Let me give you a concrete example. It's clear from conversations I've had when booking travel that many transportation service companies supply their low level employees with exactly the same web interface that is available to the general public.
If you want to do something more complicated than what the website can do, the only recourse is to call the company, but if you stop at the first tier, you're not going to get better functionality than through the website.
For example, for an Amtrak route with coach tickets of $100, a two-person roomette costs around $600. If you want to transport 3 people on an overnight train, you can put all of them in coach for $300, get two roomettes for $1200, or put two people in the roomette and one in coach for $700.
But maybe that third person wants access to the roomette, so they can actually lie down. There shouldn't be a problem with this if everyone else is okay with it. In fact, you can easily fit three people in a two-person roomette if you rotate who is sleeping in the third bunk.
But this isn't possible through the website, and if you ask a first-tier call-center person for help making it happen they will likely tell you it's impossible.
But if you talk to someone with a higher level of training and access to a more sophisticated booking interface, many more options start to open up.

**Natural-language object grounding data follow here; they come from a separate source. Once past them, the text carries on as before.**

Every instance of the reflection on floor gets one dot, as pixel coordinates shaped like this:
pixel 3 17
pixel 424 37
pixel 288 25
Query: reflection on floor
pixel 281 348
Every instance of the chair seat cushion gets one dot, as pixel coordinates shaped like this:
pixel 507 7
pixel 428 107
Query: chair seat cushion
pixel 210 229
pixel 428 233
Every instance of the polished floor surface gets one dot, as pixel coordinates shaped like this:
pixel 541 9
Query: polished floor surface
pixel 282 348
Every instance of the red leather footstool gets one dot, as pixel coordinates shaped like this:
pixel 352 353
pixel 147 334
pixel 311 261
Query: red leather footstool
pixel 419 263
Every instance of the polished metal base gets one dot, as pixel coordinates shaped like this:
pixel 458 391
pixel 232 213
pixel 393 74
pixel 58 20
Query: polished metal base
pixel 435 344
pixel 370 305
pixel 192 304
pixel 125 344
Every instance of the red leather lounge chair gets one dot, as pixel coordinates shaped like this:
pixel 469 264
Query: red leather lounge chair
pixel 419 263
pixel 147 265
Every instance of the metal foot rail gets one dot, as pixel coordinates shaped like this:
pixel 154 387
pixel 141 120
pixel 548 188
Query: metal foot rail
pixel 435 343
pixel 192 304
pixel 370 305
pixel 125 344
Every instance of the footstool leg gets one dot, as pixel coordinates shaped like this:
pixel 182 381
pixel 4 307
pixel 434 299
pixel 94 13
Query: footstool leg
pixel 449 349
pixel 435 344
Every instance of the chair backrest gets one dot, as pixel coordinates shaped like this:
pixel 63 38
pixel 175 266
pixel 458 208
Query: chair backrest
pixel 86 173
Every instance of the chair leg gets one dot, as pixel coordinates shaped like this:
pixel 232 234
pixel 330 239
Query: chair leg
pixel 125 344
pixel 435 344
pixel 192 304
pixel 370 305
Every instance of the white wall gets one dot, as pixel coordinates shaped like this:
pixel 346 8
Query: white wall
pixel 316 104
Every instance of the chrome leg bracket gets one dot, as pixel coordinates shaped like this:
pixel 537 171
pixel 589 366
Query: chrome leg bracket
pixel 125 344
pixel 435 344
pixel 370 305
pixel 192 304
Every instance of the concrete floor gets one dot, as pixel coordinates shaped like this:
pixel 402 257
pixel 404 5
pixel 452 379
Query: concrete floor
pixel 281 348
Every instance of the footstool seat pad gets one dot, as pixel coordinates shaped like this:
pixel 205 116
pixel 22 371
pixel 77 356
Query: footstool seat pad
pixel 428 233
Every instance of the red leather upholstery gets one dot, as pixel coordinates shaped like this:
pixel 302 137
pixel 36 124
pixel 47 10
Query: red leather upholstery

One of the many nasty little trends in contemporary capitalism is called "skimpflation", where when costs start to go up, companies try to keep prices constant by silently reducing the quality of service provided.
I don't think this is something that we as consumers should accept. Refusing to ever escalate to higher paid levels of service enables companies to push us around in exactly that way.
@dynamic I can't say I consider going to a higher tier of support as a "talk to the manager" situation.
@lwriemen @dynamic yeah, I guess it really depends what you mean by "talk to the manager". I've definitely never asked to speak to a manager in order to complain about the first person who was helping me, but I've had customer service people transfer me to someone else and I've always viewed that as them doing me a favor
When I want to go to the next tier of authority, I literally use the phrase "can I speak to your manager?"
I don't know if there's a better phrase to use. If there's one that would produce the same result without getting a cringe reflex out of the employee I'm talking to, I'd definitely be open to it.
Logically, though, it makes sense to me that an individual's manager/supervisor is the person at the next tier up that they would have the most access to.
@dynamic Heh. I guess I don't assume competency in managent, so I just ask for "someone else". I understand your thinking.
Hmm.
Now I wonder whether companies differentiate in how metaphorical beatings are delivered depending on whether the customer just asks for "someone else" vs. explicitly escalating. Both *could* be seen as a complaint about that particular employee.
@dynamic I would rescind my beatings comment based upon my understanding of your intent, but I don't see competency escalation as a complaint. I view such scenarios as help desk support where low-levels of competency are the hurdles to reach higher levels of competency.
@dynamic True. Without feedback some problems can'y be corrected.
@lwriemen
When a company doesn't invest enough in employee training to ensure that low-level employees are able to respond to more than the most basic of questions, nor to pay them for the level of engagement that is required to answer those questions, it becomes necessary for customers to speak to the managers.